Professor Sylvia Gustin from Neuroscience Research Australia (NeuRA) and UNSW Sydney has been awarded $2.22 million for a randomised controlled trial focused on neuropathic pain in people with spinal cord injuries, that has the potential to inform patient care from hospitalisation to home-based self-management.
Although loss of mobility is often considered the most serious consequence of spinal cord injury, individuals consistently rate neuropathic pain as one of the most difficult and debilitating problems they have to deal with.
Professor Gustin’s NeuRoStiM trial will investigate the efficacy of an interactive brain-computer interface neuromodulation treatment combined with transcranial direct current stimulation. This advanced neuromodulation treatment teaches people who have neuropathic pain after a spinal cord injury to gain control over their abnormal brain rhythms via electroencephalography neurofeedback in a way that reduces their pain.
The placebo-controlled trial is a critical integration of clinical, biological, and technological advancements in neuropathic pain and spinal cord injury research. It aims to provide a major sustainable advance in pain management that has tangible implications in the improvement of quality of life of individuals living with a spinal cord injury.

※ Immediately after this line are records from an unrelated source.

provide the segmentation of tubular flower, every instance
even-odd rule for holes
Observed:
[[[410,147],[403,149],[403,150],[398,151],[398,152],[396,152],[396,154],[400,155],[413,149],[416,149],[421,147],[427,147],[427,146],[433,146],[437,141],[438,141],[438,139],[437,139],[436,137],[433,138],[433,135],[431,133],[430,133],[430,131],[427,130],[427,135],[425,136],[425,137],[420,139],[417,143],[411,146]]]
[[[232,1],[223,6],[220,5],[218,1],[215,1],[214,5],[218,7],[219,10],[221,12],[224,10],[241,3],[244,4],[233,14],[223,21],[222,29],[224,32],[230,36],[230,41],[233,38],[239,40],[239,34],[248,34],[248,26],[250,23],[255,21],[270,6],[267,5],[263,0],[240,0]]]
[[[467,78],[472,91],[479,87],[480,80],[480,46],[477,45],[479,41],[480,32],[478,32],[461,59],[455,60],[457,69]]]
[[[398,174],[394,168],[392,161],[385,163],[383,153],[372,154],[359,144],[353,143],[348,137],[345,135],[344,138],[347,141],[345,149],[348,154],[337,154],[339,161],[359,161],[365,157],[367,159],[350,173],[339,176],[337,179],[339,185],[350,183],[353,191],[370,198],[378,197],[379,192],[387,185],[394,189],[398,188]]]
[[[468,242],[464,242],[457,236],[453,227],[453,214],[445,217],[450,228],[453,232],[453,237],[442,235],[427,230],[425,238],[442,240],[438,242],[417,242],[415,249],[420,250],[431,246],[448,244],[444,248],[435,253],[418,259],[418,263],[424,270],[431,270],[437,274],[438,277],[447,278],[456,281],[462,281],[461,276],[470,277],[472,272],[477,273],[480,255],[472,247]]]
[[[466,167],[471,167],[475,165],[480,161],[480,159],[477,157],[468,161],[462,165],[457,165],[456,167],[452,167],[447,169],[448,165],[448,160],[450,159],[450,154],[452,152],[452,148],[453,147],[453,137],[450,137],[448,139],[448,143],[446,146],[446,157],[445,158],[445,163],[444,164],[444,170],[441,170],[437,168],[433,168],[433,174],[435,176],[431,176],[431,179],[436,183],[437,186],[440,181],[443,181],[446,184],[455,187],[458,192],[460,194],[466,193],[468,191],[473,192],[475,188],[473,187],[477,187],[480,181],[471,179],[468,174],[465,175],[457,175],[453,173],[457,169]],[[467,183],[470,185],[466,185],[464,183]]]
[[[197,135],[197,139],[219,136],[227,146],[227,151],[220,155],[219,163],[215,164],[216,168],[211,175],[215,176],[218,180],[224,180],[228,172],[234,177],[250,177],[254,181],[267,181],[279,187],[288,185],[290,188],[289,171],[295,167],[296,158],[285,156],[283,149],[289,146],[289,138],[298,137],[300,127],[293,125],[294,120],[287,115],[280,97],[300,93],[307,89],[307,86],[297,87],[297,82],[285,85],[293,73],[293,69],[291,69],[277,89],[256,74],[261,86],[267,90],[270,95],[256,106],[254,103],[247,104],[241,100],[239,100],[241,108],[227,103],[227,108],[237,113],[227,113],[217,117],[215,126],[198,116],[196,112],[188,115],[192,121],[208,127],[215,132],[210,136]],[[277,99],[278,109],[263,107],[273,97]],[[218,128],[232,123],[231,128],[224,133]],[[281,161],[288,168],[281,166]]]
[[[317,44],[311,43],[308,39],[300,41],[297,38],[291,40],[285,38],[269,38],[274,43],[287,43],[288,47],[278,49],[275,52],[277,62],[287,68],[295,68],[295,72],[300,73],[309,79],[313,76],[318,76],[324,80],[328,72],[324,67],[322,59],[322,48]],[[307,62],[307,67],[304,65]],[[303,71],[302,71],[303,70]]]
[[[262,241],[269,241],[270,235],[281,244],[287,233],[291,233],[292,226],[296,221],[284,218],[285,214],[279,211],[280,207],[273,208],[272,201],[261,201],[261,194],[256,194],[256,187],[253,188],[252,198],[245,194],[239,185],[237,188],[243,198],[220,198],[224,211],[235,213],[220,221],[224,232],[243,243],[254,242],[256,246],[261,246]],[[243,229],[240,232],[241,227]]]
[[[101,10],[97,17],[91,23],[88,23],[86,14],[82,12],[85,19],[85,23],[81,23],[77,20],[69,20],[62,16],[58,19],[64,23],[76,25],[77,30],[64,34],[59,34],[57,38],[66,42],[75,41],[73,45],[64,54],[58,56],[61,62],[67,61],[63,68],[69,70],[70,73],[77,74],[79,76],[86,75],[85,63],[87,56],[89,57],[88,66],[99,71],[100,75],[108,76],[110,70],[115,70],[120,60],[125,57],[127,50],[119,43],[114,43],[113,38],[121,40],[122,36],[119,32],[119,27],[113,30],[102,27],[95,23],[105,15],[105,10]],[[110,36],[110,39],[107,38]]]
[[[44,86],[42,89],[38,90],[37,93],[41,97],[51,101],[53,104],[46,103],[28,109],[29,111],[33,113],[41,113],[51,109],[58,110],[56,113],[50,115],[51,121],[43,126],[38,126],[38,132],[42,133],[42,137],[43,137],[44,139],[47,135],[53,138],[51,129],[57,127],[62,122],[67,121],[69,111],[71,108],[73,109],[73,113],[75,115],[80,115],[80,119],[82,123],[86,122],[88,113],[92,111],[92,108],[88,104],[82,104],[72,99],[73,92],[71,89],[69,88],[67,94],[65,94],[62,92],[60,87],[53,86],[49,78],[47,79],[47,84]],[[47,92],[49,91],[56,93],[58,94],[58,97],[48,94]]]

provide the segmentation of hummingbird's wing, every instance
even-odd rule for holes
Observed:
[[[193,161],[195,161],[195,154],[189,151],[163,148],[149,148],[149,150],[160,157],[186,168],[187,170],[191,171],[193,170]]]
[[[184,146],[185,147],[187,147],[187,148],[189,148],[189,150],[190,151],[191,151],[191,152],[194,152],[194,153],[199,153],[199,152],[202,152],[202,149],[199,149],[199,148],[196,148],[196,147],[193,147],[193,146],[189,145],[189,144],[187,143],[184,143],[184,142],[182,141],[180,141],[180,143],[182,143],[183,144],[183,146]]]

“As effective pharmacological and non-pharmacological treatments remain elusive, there is an urgent need to test new treatments for neuropathic pain,” said Prof Sylvia Gustin, from NeuRA and UNSW Science.
“This novel brain technology treatment has the potential to support people who have developed neuropathic pain after a spinal cord injury across Australia, including those in regional, rural, and remote areas where access to pain treatment is limited.”